Comme un mur, comme des hublots




"J’ai tracé à la craie des cercles sur le mur d’en face. Ils sont vides et noirs, mais ne le resteront pas. Ce sont de grands hublots ouverts sur un monde à naître encore.
Bientôt, dans chacune de ces fenêtres rondes va s’encadrer un visage."
                                    Jean Ray


Jour 44. Aujourd'hui tadam tadam, arrivée du plexi. Aussi large que le bureau, aussi haut que large, on le dit transparent. Un peu comme un confessionnal, mais où on verrait les émois du pénitent. Jusqu'ici on était sur le pont, maintenant on est dans la cabine, bien abrité contre la déferlante des postillons, émanations et exhalaisons de particules et corpuscules en tous genres.
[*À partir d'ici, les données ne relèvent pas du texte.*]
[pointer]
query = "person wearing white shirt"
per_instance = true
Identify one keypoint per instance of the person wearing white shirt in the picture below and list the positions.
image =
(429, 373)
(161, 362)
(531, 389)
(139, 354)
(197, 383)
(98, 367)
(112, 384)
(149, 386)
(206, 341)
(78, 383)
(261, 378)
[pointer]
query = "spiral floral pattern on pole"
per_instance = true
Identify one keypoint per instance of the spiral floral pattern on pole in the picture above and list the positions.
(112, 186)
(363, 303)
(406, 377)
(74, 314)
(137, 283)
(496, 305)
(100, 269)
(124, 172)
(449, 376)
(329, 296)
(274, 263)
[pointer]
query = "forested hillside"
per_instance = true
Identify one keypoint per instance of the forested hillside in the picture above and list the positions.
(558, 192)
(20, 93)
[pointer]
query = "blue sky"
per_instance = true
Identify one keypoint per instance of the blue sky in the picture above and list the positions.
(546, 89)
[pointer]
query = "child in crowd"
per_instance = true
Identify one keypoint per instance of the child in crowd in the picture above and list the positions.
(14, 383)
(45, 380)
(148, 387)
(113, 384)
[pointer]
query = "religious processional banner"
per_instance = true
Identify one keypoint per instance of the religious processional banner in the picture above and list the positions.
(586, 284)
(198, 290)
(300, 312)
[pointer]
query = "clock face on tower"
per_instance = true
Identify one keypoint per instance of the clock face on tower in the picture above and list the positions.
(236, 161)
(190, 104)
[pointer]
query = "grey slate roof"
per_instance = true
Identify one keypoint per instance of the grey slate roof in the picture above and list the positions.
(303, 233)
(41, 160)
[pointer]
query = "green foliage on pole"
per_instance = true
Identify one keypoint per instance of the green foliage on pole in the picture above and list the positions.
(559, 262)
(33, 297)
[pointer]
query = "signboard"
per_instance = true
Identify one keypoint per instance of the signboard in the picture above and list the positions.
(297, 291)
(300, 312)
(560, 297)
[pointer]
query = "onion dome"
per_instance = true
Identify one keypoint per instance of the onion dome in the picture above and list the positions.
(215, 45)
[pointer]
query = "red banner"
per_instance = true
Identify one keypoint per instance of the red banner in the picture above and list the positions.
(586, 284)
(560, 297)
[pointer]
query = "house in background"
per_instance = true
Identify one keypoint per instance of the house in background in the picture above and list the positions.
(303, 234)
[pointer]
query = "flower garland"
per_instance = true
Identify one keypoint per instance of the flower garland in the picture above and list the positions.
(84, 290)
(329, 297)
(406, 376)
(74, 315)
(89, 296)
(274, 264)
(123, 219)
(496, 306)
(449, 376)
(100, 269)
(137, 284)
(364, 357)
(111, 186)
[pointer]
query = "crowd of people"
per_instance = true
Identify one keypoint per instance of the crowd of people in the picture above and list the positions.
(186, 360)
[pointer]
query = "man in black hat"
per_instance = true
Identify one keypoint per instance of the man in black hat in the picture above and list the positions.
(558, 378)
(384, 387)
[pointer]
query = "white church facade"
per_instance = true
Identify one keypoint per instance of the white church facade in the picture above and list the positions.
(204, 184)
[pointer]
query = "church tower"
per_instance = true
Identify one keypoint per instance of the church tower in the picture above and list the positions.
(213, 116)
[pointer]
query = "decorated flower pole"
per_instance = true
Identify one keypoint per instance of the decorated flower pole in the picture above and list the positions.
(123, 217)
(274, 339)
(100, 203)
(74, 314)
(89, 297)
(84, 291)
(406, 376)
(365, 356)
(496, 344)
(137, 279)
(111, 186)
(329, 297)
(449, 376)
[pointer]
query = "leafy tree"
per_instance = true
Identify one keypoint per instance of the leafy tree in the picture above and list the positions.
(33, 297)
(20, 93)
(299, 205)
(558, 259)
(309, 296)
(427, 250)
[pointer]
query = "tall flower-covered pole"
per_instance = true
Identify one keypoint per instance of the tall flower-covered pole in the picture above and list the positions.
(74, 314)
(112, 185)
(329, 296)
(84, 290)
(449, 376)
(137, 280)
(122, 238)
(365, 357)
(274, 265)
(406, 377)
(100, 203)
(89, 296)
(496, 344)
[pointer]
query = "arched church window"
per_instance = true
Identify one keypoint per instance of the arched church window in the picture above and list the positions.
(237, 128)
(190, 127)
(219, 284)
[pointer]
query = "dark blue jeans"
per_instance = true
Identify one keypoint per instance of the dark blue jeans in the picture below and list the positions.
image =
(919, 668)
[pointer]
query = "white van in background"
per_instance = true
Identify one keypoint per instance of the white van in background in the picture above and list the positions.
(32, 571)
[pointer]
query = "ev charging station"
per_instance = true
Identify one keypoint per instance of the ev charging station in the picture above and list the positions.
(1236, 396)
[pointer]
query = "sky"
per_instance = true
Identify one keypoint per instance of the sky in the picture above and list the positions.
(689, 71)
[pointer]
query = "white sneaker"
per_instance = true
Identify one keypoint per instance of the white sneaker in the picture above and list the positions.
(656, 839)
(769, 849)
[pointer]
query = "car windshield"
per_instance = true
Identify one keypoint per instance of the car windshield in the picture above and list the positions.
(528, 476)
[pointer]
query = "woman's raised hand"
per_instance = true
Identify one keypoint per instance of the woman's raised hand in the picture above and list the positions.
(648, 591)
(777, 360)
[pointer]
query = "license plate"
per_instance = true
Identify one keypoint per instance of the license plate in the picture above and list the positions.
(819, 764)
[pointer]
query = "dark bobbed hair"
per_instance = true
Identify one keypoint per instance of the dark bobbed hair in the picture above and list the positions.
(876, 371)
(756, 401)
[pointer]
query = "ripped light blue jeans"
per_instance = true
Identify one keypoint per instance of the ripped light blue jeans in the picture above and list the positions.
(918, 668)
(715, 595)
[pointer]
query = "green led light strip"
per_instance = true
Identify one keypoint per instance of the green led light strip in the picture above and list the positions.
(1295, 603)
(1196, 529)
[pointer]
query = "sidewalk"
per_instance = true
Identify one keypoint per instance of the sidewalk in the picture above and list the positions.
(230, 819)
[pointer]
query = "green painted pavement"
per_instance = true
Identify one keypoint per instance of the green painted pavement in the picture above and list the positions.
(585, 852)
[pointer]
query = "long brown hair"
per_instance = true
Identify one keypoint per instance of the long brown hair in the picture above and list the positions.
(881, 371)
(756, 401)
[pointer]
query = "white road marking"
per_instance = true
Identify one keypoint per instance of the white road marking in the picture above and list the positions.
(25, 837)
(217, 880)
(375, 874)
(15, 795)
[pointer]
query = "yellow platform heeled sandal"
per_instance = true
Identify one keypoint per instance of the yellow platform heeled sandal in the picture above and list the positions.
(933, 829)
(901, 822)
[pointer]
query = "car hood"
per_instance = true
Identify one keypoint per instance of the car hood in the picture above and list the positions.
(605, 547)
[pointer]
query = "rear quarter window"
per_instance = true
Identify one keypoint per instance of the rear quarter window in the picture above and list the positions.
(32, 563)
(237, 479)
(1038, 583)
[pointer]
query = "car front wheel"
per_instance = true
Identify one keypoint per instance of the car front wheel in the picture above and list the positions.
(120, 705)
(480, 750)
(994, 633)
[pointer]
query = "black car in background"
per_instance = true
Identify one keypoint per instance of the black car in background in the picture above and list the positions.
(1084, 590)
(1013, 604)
Le bel écran a perçu de suite qu'entre nous ce serait le PACS et pas le mariage d'amour, et pas pour toujours. Je coche désormais chaque jour du calendrier jusqu'au moment tant attendu de le déposer à la déchetterie avec ce qui me restera de masques et de gel. Le vieux bureau de cent ans d'âge et de trois médecins, aux 900.000 confidences dont il reste la seule mémoire, se voit désormais garni d'un préservatif, vous vous rendez compte docteur, à mon âge. En guise de hublot sur le mur de la vitre, j'ai épinglé un dessin d'arc-en-ciel "Courage papy, tout ira bien." Cela aide à s'en faire une idée.
 

 
Lu dans: 
Jean RAY. Le grand nocturne / Les cercles de l’épouvante. Impressions nouvelles. Coll. Espace Nord. 2020. 434 pages. Liminaire qui ouvre le deuxième recueil, Les cercles de l’épouvante.